Memo To Parents and Society: Teen Social Media "Addiction" Is Your Fault 271
FuzzNugget writes "Wired presents this damning perspective on so-called social media addiction: 'If kids can't socialize, who should parents blame? Simple: They should blame themselves. This is the argument advanced in It's Complicated: The Social Lives of Networked Teens, by Microsoft researcher Danah Boyd. Boyd ... has spent a decade interviewing hundreds of teens about their online lives. What she has found, over and over, is that teenagers would love to socialize face-to-face with their friends. But adult society won't let them. "Teens aren't addicted to social media. They're addicted to each other," Boyd says. "They're not allowed to hang out the way you and I did, so they've moved it online." It's true. As a teenager in the early '80s I could roam pretty widely with my friends, as long as we were back by dark. Over the next three decades, the media began delivering a metronomic diet of horrifying but rare child-abduction stories, and parents shortened the leash on their kids. Politicians warned of incipient waves of youth wilding and superpredators (neither of which emerged). Municipalities crafted anti-loitering laws and curfews to keep young people from congregating alone. New neighborhoods had fewer public spaces. Crime rates plummeted, but moral panic soared. Meanwhile, increased competition to get into college meant well-off parents began heavily scheduling their kids' after-school lives.'"
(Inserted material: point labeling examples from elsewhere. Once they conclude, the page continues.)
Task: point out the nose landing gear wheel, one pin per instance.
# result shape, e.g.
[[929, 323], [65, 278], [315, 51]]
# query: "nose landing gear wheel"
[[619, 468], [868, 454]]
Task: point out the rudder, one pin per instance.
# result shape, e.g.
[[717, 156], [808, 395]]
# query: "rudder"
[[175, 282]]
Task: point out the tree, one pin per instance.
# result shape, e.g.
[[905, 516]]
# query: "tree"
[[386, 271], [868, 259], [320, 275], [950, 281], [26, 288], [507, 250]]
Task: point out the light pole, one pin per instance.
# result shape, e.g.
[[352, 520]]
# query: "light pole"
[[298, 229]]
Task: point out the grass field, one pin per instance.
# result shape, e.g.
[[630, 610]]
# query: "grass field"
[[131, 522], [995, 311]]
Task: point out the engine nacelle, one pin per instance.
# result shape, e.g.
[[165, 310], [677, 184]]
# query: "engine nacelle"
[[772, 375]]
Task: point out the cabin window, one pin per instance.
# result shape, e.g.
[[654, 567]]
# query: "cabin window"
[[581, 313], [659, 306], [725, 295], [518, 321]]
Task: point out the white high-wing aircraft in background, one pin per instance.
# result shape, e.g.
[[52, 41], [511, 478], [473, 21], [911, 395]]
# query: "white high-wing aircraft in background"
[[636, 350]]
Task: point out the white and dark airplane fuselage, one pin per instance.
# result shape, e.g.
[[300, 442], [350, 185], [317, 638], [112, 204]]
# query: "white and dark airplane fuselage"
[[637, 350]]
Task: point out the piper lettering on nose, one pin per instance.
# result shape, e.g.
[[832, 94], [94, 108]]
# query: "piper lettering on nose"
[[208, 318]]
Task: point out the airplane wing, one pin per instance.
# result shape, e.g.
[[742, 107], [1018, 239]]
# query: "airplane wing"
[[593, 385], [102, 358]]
Re:It takes a village... (Score:5, Funny)
Who to blame, who to blame? And the parents will all sing:
Should we blame the government?
Or blame society?
Or should we blame the images on TV?
No!
Blame Canada!
Blame Canada!
Shame on Canada, foooor...
The smut we must cut,
The trash we must bash,
The laughter and fun must all be undone!
We must blame them and cause a fuss
Before somebody thinks
Of blaming uuuuuuuuuuus!
No, no, nothing is ever the parents' fault, what could you be thinking?
Re:My Anecdote Does Not Support Assertion (Score:5, Funny)
I think this "researcher" is full of shit. I think that we are still to blame for providing an easy and pervasive technological environment that allows them to bury their heads in their comfortable world of cyberspace and "social media", never having to come up for air. It's addictive as shit and they are all addicted to it. But, they're not at all interested in socializing IRL.
And they suck at riding horses, so they'll shamefully be foot soldiers when drafted into the military. And none of them have memorized a log table - how are they supposed to multiply big numbers, I ask you? And no one is apprenticed to a trade and sent off at 12 to work any more - how are they supposed to get job skills?
Instead they're off dancing the waltz and exposing their ankles like they have no shame at all. This moral decay will be the end of society I tell you!
Priceless quote FTFA (Score:3, Funny)
"But for the sake of argument, let’s agree that we have a crisis."
Hysterical!
There's a man with his priorities straight. (Score:4, Funny)
Find someone to blame, then make sure they get *all* the blame.
Re:Yes, because nothing is ever your fault (Score:4, Funny)
We are all the product of our environment.
No, no, no! Remember the scene the "Life of Brian" where he tells the crowd "you are all individuals", and they respond in unison "we are all individuals!"
Re:Social media are addictive (Score:4, Funny)
You're right, social media are addictive. So it's time to log out of Slashdot and get back to spending time with your family and friends during the current Christmas-to-New-Year holiday season.
And, yes, I'll do the same. Honest, I will. I can stop any time. Really, I can.
Re:Yes, because nothing is ever your fault (Score:5, Funny)
We are all the product of our environment.
No, no, no! Remember the scene the "Life of Brian" where he tells the crowd "you are all individuals", and they respond in unison "we are all individuals!"
Oh, but you missed the best part. After everyone shouts "we are all individuals", a lone meek voice says "I'm not!".
Re:It takes a village... (Score:5, Funny)
" If you really think your kid has a harmful addiction, you should really do something about it."
Indeed. Join Facebook yourself with your wife and granny and peepaw an mimmy and gramps and befriend the brat.
Post annoying and embarrassing messages and pictures when they were kids throughout the day.
They'll fall over each other to leave FB posthaste.